Je me souviens que l’amour est passé

Je me souviens que l’amour est passé, qu’il a vécu un temps auprès de moi. Ses yeux me frôlaient avec une infinie tendresse. Ses bras m’enveloppaient et ils étaient l’abri le plus sûr. Je m’ouvrais à lui avec la candeur de mes vingt ans, et je croyais à l’éternité. Il était cette éternité. Je l’attendais chaque soir, telle Pénélope soupirant le retour d’Ulysse. Je passais mes journées à me languir de la chaleur de son corps. Je guettais ses pas dans l’escalier. Je retenais mon souffle dès que j’entendais la clé tourner dans la serrure. Je me précipitais pour me pendre à son cou dès qu’il apparaissait. Il était la lumière, le sauveur, le gardien de mes jours, de mes nuits, de ma vie tout entière.
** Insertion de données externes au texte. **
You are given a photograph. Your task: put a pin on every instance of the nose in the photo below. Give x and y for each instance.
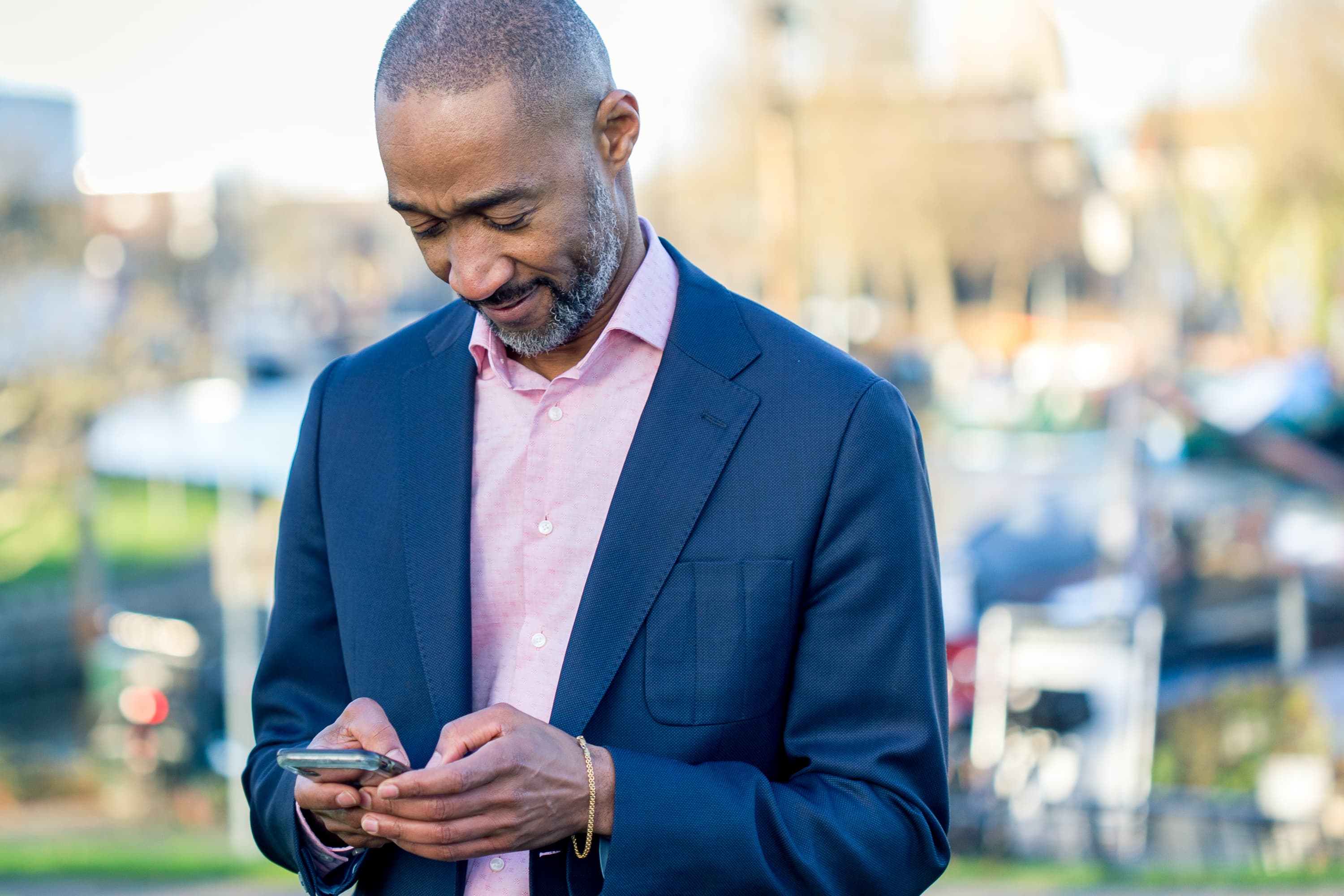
(476, 268)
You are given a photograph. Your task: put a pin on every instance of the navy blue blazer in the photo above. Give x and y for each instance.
(758, 644)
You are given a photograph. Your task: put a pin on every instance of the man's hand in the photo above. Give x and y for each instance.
(499, 782)
(362, 726)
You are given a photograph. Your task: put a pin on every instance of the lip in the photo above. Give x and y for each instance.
(518, 311)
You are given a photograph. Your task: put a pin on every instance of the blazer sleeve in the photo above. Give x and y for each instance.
(302, 684)
(866, 723)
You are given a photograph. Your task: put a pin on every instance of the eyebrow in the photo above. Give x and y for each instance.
(480, 202)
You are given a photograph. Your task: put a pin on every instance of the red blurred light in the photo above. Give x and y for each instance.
(143, 706)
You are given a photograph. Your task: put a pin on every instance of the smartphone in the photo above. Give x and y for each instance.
(355, 767)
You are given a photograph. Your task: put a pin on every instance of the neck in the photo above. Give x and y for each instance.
(551, 365)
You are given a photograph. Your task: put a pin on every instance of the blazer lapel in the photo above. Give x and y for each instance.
(439, 402)
(691, 422)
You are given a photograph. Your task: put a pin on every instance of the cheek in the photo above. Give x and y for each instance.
(436, 257)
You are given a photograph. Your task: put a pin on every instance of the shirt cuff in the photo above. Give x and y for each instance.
(326, 859)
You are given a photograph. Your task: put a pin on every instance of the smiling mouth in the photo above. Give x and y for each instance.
(504, 307)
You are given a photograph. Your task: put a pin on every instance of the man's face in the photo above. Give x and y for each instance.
(515, 217)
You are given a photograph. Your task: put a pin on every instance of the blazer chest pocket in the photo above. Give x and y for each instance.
(718, 641)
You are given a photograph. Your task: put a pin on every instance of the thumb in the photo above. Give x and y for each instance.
(366, 722)
(467, 735)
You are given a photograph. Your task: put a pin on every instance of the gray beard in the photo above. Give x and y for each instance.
(573, 307)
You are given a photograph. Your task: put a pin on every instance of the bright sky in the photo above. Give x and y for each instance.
(171, 92)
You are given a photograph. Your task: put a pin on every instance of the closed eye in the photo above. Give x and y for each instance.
(517, 224)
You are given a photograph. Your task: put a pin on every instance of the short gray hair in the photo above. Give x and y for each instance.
(549, 50)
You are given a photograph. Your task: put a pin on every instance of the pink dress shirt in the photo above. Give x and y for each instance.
(546, 457)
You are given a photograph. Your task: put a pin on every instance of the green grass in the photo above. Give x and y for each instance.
(138, 527)
(148, 856)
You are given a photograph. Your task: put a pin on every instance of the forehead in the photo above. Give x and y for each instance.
(437, 147)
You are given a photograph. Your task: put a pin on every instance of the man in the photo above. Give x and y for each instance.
(599, 496)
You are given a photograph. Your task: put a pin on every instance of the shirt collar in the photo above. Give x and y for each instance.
(646, 312)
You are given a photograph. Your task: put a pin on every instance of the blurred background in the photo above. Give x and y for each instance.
(1100, 248)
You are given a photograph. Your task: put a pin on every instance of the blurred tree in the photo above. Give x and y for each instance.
(830, 170)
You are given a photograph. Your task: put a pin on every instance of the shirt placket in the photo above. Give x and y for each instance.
(542, 543)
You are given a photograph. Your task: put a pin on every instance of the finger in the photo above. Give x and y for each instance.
(452, 778)
(471, 732)
(318, 797)
(342, 817)
(439, 808)
(366, 723)
(436, 832)
(459, 852)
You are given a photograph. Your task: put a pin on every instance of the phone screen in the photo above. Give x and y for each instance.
(355, 767)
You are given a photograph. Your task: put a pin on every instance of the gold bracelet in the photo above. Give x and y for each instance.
(588, 844)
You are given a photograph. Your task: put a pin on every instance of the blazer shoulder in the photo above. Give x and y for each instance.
(795, 359)
(409, 347)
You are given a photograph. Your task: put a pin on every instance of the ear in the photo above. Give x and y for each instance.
(617, 128)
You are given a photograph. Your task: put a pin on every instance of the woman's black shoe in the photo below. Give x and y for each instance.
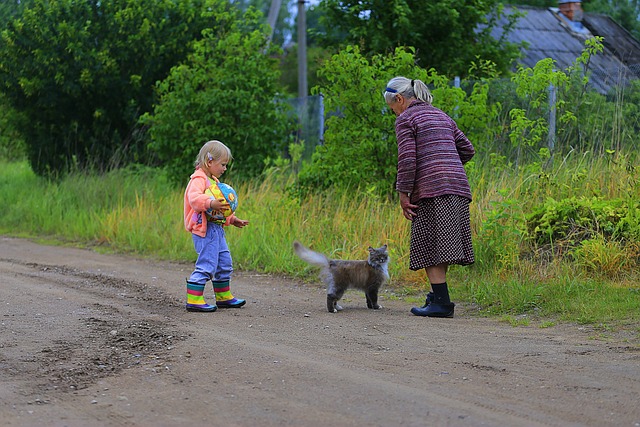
(434, 310)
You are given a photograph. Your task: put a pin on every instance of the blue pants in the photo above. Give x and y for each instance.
(214, 258)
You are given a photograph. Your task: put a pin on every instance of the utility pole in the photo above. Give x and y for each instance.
(303, 90)
(273, 16)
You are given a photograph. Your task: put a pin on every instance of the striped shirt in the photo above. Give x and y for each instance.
(431, 152)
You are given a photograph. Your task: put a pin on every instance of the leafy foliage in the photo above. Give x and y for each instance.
(226, 90)
(575, 219)
(447, 35)
(360, 146)
(81, 73)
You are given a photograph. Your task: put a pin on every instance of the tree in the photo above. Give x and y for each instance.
(447, 35)
(226, 90)
(360, 145)
(81, 73)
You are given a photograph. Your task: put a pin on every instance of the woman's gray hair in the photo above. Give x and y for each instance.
(407, 88)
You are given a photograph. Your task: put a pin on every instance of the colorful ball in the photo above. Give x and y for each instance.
(219, 190)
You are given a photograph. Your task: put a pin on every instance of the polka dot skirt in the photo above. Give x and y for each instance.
(441, 233)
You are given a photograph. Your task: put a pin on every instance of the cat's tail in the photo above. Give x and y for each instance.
(312, 257)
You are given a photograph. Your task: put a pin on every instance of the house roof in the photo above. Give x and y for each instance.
(549, 34)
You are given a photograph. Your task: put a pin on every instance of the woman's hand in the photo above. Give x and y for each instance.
(408, 210)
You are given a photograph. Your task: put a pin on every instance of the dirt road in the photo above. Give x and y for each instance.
(101, 340)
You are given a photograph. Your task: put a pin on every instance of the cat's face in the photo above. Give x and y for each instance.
(378, 255)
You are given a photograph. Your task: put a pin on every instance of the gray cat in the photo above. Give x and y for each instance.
(368, 275)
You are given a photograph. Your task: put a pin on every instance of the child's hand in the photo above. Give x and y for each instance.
(239, 222)
(218, 204)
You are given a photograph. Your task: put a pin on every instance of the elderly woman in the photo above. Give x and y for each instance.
(433, 186)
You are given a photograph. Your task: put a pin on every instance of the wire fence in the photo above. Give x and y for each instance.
(612, 132)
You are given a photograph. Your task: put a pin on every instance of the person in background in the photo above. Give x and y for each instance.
(433, 187)
(214, 259)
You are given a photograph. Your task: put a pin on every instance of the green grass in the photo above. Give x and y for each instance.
(137, 212)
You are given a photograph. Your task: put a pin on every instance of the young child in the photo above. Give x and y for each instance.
(214, 260)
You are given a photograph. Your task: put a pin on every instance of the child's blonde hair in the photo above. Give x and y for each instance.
(213, 150)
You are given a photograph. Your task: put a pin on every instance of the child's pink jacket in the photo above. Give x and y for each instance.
(196, 203)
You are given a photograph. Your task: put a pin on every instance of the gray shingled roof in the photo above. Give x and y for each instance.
(548, 35)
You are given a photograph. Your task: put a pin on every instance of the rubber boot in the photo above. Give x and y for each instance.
(224, 298)
(195, 299)
(429, 299)
(439, 306)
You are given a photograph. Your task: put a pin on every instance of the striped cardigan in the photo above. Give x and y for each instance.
(431, 152)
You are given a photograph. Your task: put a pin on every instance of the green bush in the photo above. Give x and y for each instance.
(226, 90)
(360, 148)
(81, 73)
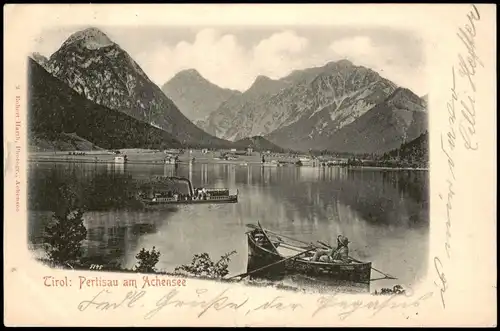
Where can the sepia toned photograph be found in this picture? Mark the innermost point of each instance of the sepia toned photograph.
(296, 157)
(249, 165)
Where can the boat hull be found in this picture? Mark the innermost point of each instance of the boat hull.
(212, 200)
(259, 256)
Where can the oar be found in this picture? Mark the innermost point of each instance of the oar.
(244, 275)
(253, 226)
(386, 275)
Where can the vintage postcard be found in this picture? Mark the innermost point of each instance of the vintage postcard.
(250, 165)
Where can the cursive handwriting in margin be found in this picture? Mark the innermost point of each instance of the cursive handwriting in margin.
(203, 301)
(461, 108)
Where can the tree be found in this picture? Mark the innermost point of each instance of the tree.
(202, 265)
(66, 231)
(147, 260)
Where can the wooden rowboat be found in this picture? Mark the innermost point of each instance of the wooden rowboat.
(276, 247)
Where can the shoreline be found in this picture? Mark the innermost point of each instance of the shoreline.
(64, 159)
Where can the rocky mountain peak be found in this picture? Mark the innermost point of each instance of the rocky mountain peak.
(403, 95)
(91, 38)
(39, 58)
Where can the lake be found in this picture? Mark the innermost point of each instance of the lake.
(384, 213)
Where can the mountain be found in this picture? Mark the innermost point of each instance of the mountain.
(415, 152)
(235, 118)
(304, 105)
(400, 118)
(40, 59)
(258, 143)
(55, 110)
(195, 96)
(99, 69)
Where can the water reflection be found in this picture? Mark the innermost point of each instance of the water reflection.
(384, 213)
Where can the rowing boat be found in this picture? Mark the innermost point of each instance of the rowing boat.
(276, 247)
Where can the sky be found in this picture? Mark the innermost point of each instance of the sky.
(232, 57)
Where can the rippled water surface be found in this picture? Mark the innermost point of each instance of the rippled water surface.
(385, 214)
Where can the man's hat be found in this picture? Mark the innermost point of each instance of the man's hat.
(343, 240)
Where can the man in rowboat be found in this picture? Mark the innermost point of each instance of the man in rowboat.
(341, 253)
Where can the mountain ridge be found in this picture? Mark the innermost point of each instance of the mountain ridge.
(195, 96)
(54, 109)
(99, 69)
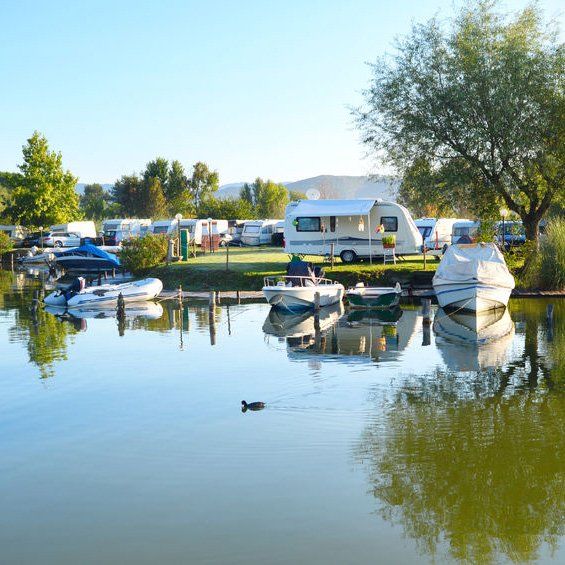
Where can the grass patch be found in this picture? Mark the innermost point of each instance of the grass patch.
(248, 266)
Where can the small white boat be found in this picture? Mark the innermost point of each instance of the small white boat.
(77, 295)
(373, 297)
(473, 277)
(296, 293)
(471, 341)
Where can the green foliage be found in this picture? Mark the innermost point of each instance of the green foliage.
(268, 198)
(202, 183)
(142, 253)
(45, 193)
(5, 243)
(487, 92)
(95, 202)
(552, 265)
(231, 209)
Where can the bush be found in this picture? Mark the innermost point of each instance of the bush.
(143, 253)
(552, 265)
(5, 243)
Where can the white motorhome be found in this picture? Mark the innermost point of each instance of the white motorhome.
(258, 232)
(117, 230)
(163, 227)
(199, 228)
(436, 232)
(15, 233)
(355, 228)
(82, 229)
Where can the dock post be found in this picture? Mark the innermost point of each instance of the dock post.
(427, 310)
(549, 316)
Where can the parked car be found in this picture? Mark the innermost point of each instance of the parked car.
(61, 239)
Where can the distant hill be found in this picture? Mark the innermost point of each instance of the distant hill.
(80, 186)
(331, 186)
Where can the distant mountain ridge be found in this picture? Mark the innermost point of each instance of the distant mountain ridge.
(332, 186)
(80, 186)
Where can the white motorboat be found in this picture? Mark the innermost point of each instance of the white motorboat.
(473, 341)
(295, 293)
(473, 277)
(77, 295)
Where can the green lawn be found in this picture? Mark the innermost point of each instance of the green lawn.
(248, 266)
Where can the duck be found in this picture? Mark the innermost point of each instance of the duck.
(251, 406)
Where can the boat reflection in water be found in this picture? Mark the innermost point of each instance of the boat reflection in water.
(471, 341)
(361, 335)
(78, 316)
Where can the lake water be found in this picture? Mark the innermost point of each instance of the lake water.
(381, 441)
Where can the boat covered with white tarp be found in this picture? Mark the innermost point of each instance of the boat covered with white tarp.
(473, 277)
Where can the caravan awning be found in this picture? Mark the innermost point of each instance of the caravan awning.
(324, 208)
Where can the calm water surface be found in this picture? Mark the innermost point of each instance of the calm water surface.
(381, 442)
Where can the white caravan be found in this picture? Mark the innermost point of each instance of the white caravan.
(163, 227)
(82, 229)
(436, 232)
(258, 232)
(199, 228)
(355, 228)
(117, 230)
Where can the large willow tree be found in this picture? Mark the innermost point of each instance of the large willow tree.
(486, 89)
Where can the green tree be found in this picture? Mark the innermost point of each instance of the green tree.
(153, 203)
(126, 193)
(159, 169)
(46, 193)
(95, 202)
(270, 198)
(488, 91)
(203, 183)
(231, 209)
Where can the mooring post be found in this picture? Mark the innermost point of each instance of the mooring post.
(427, 310)
(549, 316)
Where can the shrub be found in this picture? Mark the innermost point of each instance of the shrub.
(5, 243)
(143, 253)
(552, 264)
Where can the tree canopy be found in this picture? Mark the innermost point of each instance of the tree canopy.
(45, 193)
(487, 92)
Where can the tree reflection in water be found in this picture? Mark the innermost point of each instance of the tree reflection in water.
(475, 461)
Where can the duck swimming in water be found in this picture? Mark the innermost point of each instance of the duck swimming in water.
(251, 406)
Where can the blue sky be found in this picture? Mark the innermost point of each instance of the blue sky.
(254, 88)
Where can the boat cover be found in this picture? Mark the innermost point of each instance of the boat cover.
(89, 249)
(480, 262)
(325, 208)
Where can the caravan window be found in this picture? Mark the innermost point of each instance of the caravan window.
(308, 224)
(390, 223)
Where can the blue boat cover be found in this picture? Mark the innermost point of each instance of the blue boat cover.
(89, 249)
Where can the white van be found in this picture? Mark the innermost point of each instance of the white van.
(199, 228)
(258, 232)
(354, 228)
(117, 230)
(163, 227)
(82, 229)
(436, 232)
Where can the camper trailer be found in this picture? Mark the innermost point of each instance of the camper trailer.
(199, 228)
(351, 228)
(436, 233)
(163, 227)
(117, 230)
(258, 232)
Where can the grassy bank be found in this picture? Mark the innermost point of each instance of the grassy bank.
(248, 266)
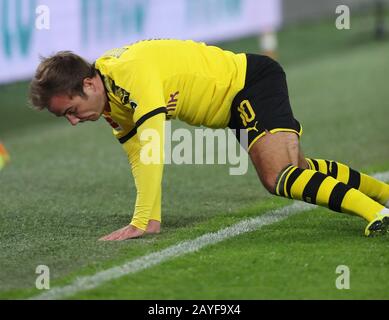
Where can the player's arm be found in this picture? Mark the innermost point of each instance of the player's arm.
(145, 155)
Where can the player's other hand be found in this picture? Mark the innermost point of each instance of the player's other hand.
(128, 232)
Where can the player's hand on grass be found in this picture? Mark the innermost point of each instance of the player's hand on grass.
(128, 232)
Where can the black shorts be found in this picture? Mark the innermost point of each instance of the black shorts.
(263, 104)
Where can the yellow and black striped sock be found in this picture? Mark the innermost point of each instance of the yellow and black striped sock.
(370, 186)
(315, 187)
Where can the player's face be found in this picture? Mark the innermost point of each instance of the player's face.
(80, 109)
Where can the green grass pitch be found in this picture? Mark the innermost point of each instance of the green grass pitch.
(67, 186)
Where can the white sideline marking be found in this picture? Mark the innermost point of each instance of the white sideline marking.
(182, 248)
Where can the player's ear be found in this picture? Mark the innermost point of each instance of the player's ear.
(88, 84)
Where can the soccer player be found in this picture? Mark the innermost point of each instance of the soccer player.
(138, 87)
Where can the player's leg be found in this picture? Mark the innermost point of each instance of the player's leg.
(370, 186)
(276, 159)
(154, 225)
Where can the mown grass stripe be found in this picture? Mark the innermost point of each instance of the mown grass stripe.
(155, 258)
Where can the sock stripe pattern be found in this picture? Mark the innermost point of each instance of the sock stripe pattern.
(312, 187)
(324, 190)
(355, 179)
(335, 186)
(337, 196)
(335, 170)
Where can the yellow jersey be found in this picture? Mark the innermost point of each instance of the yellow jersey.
(191, 81)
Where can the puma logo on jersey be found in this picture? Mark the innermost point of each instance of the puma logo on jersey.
(173, 100)
(112, 123)
(253, 128)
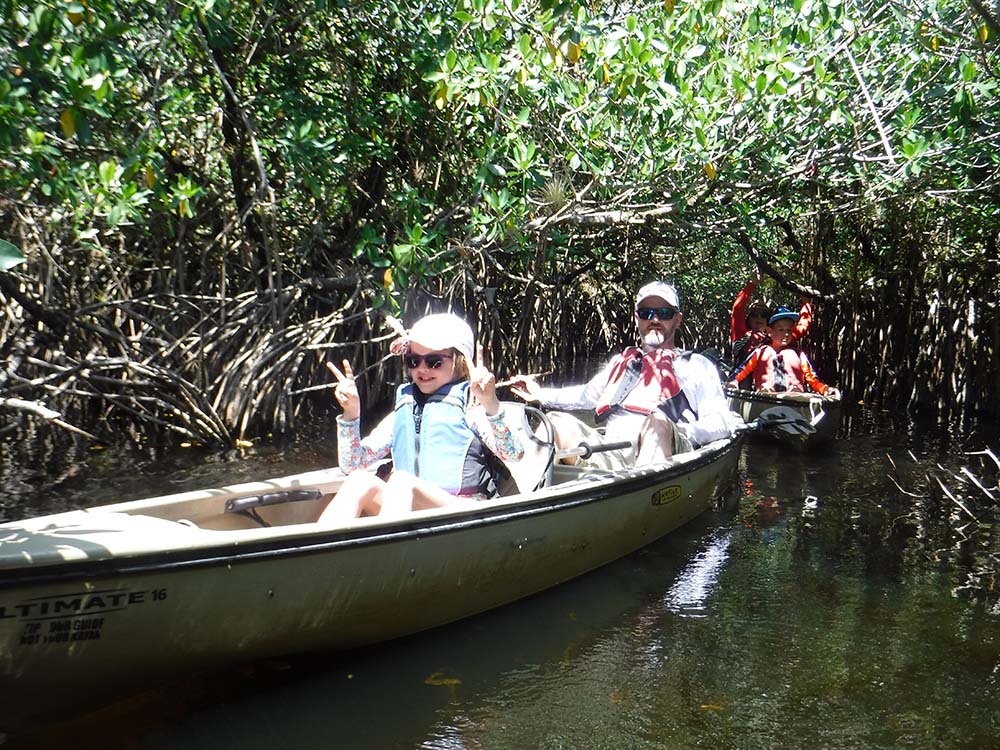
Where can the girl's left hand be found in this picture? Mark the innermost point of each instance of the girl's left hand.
(484, 388)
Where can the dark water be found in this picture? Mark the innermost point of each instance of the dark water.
(827, 609)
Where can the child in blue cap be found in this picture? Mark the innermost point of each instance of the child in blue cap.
(779, 366)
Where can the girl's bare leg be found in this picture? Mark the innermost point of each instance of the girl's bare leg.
(405, 492)
(361, 492)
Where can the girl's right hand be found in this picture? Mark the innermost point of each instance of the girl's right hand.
(526, 388)
(346, 390)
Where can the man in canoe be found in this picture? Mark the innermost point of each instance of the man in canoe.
(661, 399)
(778, 366)
(445, 424)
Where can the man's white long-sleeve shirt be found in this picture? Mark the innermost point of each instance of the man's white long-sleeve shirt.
(708, 419)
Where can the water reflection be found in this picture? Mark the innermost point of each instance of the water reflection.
(826, 610)
(687, 596)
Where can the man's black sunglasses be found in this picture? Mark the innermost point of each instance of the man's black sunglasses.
(433, 361)
(663, 313)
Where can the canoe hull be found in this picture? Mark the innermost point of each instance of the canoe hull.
(826, 412)
(78, 634)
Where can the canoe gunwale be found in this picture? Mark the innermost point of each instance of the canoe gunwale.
(231, 551)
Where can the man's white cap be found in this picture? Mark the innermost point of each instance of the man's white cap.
(658, 289)
(444, 331)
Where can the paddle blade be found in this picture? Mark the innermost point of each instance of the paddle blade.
(783, 419)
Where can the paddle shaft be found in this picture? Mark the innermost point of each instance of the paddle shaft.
(586, 450)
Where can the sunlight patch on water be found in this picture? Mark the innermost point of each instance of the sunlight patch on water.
(697, 579)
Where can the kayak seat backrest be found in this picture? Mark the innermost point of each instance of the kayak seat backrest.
(534, 470)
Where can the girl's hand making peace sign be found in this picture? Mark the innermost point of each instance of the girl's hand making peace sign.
(346, 390)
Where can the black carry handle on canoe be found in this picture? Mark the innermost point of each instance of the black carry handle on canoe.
(245, 506)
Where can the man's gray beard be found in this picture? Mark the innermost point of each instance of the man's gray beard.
(654, 339)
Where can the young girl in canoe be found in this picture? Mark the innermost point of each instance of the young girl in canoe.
(444, 424)
(779, 366)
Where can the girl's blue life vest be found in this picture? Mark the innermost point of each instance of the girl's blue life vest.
(432, 440)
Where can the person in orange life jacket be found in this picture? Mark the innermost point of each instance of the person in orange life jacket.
(662, 400)
(748, 325)
(437, 437)
(779, 366)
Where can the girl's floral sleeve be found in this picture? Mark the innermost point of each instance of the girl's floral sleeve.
(355, 453)
(498, 438)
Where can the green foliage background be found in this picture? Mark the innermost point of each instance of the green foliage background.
(216, 196)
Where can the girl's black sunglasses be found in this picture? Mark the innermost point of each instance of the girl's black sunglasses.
(663, 313)
(433, 361)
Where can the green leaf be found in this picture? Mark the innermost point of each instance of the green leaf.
(10, 256)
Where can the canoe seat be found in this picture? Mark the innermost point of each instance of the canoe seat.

Il était le père, l’amant, l’ami, le frère. Il était la potion, le remède contre les blessures du passé.  Je respirais au rythme des battements de son cœur. Dans le silence je me berçais de la cadence de son souffle. Mon existence était arrimée à la sienne. A ses côtés tout n’était qu’évidence. Je n’avais plus besoin de rien puisqu’il était là, puisqu’il veillait sur moi, puisqu’il m’aimait.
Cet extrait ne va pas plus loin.